Week Beginning 19th August 2019

After meeting with Fraser to discuss his Scots Thesaurus project last Friday I spent some time on Monday this week writing a script that returns some random SND or DOST entries that met certain criteria, so as to allow him to figure out how these might be placed into HT categories.  The script brings back main entries (as opposed to supplements) that are nouns, are monosemous (i.e. no other noun entries with the same headword), have only one sense (i.e. not multiple meanings within the entry), have fewer than 5 variant spellings, have single word headwords and have definitions that are relatively short (100 characters or less).  Whilst writing the script I realised that database queries are somewhat limited on the server and if I try to extract the full SND or DOST dataset to then select rows that meet the criteria in my script these limits are reached and the script just displays a blank page.  So what I had to do is to set the script up to bring back a random sample of 5000 main entry nouns that don’t have multiple words in their headword in the selected dictionary.  I then have to apply the other checks on this set of 5000 random entries.  This can mean that the number of outputted entries ends up being less than the 200 that Fraser was hoping for, but still provides a good selection of data.  The output is currently an HTML table, with IDs linking through to the DSL website and I’ve given the option of setting the desired number of returned rows (up to 1000) and the number of characters that should be considered a ‘short’ definition (up to 5000).  Fraser seemed pretty happy with how the script is working.

Also this week I made some further updates to the new song story for RNSN and I spent a large amount of time on Friday preparing for my upcoming PDR session.  On Tuesday I met with Luca to have a bit of a catch-up, which was great.  I also fixed a few issues with the Thesaurus of Old English data for Jane Roberts and responded to a request for developer effort from a member of staff who is not in the College of Arts.  I also returned to working on the Books and Borrowing pilot system for Matthew Sangster, going through the data I’d uploaded in June, exporting rows with errors and sending these to Matthew for further checking.  Although there are still quite a lot of issues with the data, in terms of its structure things are pretty fixed, so I’m going to begin work on the front-end for the data next week, the plan being that I will work with the sample data as it currently stands and then replace it with a cleaner version once Matthew has finished working with it.

I divided the rest of my time this week between DSL and SCOSYA.  For the DSL I integrated the new APIs that I was working on last week with the ‘advanced search’ facilities on both the ‘new’ (v2 data) and ‘sienna’ (v3 data) test sites.  As previously discussed, the ‘headword match type’ from the live site has been removed in favour of just using wildcard characters (*?”).  Full-text searches, quotation searches and snippets should all be working, in addition to headword searches.  I’ve increased the maximum number of full-text / quotation results from 400 to 500 and I’ve updated the warning messages so they tell you how many results your query would have returned if the total number is greater than this.  I’ve tested both new versions out quite a bit and things are looking good to me, and I’ve contacted Ann and Rhona to let them know about my progress.  I think that’s all the DSL work I can do for now, until the bibliography data is made available.

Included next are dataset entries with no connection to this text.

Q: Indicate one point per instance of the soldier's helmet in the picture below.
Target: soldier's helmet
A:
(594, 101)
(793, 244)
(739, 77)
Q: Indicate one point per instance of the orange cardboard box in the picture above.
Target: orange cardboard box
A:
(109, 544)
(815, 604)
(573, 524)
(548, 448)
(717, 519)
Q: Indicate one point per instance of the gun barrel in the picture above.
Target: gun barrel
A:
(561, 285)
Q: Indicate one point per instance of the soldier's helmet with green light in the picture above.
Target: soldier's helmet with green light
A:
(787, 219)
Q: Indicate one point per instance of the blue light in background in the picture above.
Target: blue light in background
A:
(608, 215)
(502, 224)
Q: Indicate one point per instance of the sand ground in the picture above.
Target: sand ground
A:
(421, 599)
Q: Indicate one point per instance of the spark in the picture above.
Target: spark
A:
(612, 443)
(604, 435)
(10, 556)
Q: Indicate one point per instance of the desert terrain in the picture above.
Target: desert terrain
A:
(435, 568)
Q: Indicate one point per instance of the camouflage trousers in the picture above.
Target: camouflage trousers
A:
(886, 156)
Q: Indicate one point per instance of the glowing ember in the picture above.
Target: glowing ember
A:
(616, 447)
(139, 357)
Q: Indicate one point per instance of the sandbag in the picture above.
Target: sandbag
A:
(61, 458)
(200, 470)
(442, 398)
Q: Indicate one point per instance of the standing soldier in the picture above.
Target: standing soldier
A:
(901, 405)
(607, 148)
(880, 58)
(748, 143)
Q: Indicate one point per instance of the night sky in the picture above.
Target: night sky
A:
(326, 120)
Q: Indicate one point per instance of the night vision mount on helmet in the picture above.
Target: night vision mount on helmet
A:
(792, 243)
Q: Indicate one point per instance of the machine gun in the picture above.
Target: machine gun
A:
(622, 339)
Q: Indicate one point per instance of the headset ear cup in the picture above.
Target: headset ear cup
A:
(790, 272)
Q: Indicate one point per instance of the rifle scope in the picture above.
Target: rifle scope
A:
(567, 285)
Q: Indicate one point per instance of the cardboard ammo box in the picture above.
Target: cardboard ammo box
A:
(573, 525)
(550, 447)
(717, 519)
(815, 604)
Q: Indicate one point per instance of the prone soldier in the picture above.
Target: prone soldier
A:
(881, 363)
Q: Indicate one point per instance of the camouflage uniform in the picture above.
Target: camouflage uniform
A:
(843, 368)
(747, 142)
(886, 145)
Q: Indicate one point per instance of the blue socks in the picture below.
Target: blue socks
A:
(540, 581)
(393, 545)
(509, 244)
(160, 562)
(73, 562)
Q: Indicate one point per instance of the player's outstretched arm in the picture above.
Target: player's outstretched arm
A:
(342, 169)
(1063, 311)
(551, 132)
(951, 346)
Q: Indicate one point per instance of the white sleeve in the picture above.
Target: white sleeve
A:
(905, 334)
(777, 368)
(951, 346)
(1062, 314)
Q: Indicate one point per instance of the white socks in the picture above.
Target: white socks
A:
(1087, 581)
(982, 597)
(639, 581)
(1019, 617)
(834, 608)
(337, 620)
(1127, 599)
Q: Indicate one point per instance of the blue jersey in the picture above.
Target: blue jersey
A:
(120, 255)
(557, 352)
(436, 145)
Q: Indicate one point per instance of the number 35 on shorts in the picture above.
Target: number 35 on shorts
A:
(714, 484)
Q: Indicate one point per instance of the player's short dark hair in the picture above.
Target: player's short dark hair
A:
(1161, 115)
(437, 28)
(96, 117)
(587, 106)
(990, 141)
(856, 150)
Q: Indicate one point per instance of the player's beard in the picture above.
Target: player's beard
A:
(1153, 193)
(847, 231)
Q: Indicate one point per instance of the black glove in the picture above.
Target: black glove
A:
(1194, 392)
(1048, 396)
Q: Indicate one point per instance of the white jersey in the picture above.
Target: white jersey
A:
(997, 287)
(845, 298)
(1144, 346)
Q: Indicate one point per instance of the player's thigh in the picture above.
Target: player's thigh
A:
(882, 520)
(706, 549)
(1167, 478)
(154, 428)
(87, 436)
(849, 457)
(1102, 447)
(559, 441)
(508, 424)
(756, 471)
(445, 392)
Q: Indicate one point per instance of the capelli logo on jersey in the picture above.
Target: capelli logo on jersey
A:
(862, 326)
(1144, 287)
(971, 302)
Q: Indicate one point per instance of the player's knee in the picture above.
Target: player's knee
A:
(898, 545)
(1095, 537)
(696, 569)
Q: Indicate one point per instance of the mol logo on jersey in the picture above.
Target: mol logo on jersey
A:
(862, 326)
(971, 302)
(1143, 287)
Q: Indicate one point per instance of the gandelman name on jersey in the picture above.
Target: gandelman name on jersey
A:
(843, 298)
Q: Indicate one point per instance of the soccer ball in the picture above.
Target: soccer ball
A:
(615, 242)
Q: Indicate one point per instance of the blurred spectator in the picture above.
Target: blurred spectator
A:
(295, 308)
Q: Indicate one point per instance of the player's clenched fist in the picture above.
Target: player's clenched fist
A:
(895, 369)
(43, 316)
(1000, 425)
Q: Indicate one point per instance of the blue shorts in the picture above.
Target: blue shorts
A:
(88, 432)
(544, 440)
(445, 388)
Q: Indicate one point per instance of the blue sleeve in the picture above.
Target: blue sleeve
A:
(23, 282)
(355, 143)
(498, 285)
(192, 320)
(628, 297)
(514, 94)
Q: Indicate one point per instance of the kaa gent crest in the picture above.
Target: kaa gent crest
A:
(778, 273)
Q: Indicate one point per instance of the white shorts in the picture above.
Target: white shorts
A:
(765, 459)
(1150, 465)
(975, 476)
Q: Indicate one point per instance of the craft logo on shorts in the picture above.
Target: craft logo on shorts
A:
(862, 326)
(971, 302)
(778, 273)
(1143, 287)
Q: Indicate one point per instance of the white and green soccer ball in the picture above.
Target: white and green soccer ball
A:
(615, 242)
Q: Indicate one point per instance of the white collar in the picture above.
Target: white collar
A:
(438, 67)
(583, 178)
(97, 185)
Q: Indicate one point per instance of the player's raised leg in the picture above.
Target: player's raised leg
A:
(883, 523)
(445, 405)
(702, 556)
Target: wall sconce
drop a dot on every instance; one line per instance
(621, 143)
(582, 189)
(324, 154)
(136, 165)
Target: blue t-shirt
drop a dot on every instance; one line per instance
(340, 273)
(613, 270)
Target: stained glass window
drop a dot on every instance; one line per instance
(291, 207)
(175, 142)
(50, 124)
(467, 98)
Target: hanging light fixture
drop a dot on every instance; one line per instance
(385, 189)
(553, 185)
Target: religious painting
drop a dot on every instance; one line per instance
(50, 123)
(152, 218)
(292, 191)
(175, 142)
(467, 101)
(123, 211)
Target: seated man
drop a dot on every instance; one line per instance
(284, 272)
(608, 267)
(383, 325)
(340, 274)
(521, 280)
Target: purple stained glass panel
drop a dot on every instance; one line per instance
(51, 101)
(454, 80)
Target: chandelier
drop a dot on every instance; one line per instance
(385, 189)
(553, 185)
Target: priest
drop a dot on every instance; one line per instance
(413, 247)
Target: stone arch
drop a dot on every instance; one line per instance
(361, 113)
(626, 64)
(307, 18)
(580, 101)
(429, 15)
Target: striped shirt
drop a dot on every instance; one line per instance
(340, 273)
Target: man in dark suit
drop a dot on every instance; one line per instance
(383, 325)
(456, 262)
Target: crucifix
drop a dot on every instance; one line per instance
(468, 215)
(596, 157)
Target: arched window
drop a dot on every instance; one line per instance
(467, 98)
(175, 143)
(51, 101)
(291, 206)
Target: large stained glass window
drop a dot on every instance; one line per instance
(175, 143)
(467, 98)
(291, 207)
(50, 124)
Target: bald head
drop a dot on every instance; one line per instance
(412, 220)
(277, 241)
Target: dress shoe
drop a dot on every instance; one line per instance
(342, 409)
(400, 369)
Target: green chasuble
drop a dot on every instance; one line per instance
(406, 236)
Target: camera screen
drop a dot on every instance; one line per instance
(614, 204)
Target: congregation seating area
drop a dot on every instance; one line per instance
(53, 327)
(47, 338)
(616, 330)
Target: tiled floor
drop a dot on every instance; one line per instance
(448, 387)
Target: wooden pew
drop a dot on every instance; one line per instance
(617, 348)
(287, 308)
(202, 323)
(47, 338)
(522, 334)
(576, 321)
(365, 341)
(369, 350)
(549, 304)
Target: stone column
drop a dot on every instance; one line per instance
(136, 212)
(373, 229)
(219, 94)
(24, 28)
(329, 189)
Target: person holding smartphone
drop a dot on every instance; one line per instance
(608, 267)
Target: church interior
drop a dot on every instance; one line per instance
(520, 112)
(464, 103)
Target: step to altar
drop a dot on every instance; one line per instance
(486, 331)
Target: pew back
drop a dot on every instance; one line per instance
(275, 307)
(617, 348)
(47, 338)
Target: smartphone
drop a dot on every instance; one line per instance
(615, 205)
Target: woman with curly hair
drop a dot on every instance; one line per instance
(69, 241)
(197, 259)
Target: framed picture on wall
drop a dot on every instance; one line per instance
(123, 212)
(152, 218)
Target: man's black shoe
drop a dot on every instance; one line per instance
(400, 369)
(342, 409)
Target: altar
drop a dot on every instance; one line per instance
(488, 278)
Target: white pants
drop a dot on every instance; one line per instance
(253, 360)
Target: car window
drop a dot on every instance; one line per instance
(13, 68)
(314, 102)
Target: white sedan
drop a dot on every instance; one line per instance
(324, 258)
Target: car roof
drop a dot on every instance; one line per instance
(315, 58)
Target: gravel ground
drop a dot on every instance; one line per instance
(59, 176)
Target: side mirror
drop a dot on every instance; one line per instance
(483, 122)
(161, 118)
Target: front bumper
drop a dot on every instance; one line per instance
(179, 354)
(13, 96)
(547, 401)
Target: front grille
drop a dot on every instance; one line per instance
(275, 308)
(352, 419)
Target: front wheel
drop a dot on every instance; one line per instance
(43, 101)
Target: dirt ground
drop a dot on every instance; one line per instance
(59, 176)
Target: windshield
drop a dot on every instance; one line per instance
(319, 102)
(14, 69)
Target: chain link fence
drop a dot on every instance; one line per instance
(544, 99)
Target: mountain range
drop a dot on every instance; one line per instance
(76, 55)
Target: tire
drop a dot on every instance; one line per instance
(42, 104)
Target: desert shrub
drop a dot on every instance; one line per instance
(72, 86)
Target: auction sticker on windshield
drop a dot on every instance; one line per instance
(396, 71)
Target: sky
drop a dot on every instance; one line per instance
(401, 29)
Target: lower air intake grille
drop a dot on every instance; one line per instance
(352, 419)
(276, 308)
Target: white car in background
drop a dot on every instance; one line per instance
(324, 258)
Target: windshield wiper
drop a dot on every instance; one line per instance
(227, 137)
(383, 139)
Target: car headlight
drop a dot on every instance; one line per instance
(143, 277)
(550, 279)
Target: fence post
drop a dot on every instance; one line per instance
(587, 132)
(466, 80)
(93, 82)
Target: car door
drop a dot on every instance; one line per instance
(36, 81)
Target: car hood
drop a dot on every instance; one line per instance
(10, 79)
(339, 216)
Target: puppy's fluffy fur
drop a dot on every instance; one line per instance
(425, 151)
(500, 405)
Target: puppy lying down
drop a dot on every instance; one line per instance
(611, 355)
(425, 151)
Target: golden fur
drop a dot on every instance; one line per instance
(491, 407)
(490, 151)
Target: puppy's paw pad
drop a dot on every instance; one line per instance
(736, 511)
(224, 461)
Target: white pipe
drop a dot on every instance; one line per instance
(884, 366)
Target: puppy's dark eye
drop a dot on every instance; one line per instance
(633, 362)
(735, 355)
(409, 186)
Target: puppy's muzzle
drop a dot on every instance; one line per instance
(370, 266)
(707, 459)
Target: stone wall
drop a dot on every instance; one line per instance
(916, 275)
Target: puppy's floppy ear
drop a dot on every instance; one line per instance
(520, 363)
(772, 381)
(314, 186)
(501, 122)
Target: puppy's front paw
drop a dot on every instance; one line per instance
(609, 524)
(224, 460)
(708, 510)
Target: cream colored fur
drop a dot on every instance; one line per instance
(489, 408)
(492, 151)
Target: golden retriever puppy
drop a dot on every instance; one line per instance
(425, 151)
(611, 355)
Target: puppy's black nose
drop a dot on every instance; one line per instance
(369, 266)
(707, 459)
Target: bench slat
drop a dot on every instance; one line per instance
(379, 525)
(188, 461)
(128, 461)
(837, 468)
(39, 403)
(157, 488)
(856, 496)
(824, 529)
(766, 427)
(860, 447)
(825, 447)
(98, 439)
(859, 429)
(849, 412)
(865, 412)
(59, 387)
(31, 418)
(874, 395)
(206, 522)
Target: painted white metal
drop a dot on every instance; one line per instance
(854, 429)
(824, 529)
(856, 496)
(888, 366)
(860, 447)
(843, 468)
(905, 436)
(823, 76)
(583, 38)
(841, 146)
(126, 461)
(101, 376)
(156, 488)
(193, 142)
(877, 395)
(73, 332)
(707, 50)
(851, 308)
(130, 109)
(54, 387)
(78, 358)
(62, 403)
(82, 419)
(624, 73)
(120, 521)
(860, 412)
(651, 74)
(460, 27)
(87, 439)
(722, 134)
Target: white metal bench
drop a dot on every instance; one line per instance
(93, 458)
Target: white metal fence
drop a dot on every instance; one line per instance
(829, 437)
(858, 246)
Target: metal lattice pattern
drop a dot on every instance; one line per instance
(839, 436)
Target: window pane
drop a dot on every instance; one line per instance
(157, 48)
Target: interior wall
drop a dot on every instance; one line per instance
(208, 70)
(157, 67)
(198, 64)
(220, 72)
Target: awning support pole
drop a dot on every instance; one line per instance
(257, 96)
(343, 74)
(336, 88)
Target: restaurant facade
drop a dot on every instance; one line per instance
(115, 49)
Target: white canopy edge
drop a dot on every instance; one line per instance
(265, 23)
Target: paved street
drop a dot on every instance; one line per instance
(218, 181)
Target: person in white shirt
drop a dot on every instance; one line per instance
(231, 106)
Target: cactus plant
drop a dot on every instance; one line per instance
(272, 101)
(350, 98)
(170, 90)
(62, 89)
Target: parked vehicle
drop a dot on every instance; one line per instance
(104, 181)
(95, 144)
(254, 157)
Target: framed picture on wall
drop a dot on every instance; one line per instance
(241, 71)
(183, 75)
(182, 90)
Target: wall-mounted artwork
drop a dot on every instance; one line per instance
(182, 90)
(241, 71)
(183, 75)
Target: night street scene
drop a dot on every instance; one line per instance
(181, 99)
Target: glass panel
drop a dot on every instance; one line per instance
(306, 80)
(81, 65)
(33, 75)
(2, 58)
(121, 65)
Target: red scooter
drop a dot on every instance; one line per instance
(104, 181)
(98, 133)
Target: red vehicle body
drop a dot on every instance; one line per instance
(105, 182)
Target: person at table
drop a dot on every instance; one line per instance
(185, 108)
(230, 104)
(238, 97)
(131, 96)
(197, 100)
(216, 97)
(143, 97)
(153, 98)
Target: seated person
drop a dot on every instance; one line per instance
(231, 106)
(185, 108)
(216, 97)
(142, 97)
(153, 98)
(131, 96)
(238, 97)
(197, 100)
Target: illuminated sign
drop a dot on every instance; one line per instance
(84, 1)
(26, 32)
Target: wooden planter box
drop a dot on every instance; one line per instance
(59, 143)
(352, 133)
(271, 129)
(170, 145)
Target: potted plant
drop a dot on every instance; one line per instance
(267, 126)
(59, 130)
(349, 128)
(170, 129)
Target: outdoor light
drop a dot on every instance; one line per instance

For SCOSYA I engaged in an email conversation with Jennifer and others about how to cover the costs of MapBox in the event of users getting through the free provision of 200,000 map loads a month after the site launches next month.  I also continued to work on the public atlas interface based on discussions we had at a team meeting last Wednesday.  The main thing was replacing the ‘Home’ map, which previously just displayed the questionnaire locations, with a new map that highlights certain locations that have sound clips that demonstrate an interesting feature.  The plan is that this will then lead users on to finding out more about these features in the stories, whilst also showing people where some of the locations to project visited are.  This meant creating facilities in the CMS to manage this data, updating the database, updating the API and updating the front-end, so a fairly major thing.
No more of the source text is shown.